断罪の瞳3《3》


「単刀直入に言う、呪術師殿。訪ねてきたお客人に是非とも会って話を聞き、その任務に協力してほしい。カザレントの民として、この城塞の責任者として、切にお願いする」
 いきなり部屋を訪れ用件を切り出したザドゥに、蜘蛛使いは絶句した。ルーディックに会いたい、会えない、肌に刻まれた模様を見られたくないと悶々としていたところへ押しかけて来てのこの台詞である。いったい何が起こったのかと、一瞬らしくもなく頭が真っ白になってしまった彼であった。

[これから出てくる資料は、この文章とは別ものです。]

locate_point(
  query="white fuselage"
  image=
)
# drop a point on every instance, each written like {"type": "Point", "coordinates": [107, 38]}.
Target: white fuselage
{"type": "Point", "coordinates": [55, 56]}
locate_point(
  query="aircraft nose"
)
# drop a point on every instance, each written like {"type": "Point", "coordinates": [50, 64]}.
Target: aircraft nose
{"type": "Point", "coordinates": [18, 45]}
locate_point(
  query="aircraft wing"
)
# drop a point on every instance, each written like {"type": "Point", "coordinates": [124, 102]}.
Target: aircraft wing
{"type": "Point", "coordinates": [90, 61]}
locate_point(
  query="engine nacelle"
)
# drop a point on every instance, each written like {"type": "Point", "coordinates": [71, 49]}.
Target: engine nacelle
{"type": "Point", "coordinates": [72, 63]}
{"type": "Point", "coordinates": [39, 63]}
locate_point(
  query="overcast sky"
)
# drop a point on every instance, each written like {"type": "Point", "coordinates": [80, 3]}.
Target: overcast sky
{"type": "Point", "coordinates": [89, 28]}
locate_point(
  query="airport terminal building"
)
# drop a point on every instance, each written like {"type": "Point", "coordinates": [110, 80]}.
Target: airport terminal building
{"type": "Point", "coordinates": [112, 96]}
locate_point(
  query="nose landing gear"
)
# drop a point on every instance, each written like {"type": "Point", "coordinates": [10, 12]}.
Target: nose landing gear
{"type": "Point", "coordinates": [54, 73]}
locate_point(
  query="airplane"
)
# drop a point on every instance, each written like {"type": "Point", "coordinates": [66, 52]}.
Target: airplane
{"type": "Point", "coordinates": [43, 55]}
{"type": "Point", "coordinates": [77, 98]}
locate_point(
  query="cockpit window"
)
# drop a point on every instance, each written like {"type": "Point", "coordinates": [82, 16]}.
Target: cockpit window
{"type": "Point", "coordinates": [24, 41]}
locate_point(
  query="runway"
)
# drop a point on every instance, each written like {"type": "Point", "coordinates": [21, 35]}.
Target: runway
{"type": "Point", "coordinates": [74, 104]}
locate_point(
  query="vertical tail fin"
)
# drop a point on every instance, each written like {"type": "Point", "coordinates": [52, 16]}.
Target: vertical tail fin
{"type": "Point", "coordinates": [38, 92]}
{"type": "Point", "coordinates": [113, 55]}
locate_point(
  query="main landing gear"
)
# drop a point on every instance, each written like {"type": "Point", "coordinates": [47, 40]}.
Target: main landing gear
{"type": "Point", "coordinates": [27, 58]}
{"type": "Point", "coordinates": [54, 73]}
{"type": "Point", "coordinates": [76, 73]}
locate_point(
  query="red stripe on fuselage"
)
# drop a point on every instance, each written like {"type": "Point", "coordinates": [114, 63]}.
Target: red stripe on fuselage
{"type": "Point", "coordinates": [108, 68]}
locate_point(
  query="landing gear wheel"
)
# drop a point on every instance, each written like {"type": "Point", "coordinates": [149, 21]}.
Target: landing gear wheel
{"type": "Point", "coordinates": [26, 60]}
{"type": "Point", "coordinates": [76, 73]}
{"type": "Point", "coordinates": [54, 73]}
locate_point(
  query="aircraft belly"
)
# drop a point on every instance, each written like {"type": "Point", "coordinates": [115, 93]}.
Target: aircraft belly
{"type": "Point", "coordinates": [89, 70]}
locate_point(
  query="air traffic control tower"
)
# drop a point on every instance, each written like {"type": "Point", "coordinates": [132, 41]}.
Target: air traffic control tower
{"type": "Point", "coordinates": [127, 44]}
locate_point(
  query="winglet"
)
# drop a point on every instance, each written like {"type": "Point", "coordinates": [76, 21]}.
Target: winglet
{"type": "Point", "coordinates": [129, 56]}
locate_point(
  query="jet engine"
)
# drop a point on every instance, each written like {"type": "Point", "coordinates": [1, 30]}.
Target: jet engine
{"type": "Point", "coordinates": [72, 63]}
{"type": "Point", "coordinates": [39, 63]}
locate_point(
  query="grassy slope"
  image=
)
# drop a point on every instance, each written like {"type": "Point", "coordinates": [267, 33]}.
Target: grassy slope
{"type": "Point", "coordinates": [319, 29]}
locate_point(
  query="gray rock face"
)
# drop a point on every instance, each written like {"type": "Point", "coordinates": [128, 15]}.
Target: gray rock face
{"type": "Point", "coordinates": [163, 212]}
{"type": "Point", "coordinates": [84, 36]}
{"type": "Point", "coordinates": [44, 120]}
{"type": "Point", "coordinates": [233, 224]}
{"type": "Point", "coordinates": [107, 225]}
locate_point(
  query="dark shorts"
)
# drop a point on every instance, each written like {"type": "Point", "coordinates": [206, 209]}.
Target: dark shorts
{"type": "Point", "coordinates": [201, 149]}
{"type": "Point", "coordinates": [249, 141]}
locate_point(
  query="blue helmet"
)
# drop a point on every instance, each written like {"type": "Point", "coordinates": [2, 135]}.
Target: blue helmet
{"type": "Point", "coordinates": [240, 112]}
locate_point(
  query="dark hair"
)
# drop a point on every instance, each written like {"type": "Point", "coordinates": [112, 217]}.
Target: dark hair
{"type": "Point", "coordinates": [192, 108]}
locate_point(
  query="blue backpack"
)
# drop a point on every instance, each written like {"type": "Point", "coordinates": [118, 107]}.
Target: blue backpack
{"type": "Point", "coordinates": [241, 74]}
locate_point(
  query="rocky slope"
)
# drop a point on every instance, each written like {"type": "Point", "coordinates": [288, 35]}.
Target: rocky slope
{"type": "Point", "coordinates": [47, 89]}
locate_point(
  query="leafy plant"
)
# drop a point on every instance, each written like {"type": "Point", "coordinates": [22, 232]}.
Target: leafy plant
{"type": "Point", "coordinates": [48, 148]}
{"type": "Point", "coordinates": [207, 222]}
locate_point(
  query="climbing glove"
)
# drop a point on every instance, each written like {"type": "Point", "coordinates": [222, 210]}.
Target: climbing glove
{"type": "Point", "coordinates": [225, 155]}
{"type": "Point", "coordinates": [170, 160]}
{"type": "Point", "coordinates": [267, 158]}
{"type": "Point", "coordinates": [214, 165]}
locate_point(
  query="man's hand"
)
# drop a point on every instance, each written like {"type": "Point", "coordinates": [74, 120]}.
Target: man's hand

「あの……、私は会わないと先刻はっきり申し上げたはずですが」
 それでもどうにか気を取り直し、拒絶の言葉を口にしたのだが、ヤンデンベール城塞の責任者は引く気配を微塵も見せず、不敵な笑みを口許に浮かべている。
「会いたくないという事情に関しては、お客人の方から聞かされた。過去、任務の遂行に当たって彼の家族を巻き添えにし、死なせてしまったそうだな」
「!」
 驚愕に、蜘蛛使いは眼を見開く。
「……ルーディックがそう言ったのですか?」
 ザドゥは頷いた。
「ああ、そうした貴殿の事情については気の毒に思う。会いたくないという気持ちもわかる。だがな、呪術師殿。向こうはそうした恨みを抜きにして貴殿に協力を要請する為ここに来たのだ。それを会わずに帰れというのは酷ではないか? ルーディック殿とて好んで仇と会いたい訳ではなかろう。自分の妻子が殺される原因となった命令を出した相手に仕えたいとも思ってはいなかろうさ。だが、人質を取られた身で逆らう訳にはいくまい。貴殿も複雑な心境とは思うが、ここは一つ譲歩してもらえんだろうか」
「……人質?」
 蜘蛛使いは眉をひそめる。人質とは誰の事なのか。妖魔界でルーディックが好意を持っている相手と言えばせいぜいマーシアぐらいなものだが、まさか彼女ではあるまい。いくらあの王が破天荒な性格でも、お気に入りの女性に対してまで危害を加えるとは思えないし、それをルーディックが知っている以上、マーシアは人質になりえない。断じて。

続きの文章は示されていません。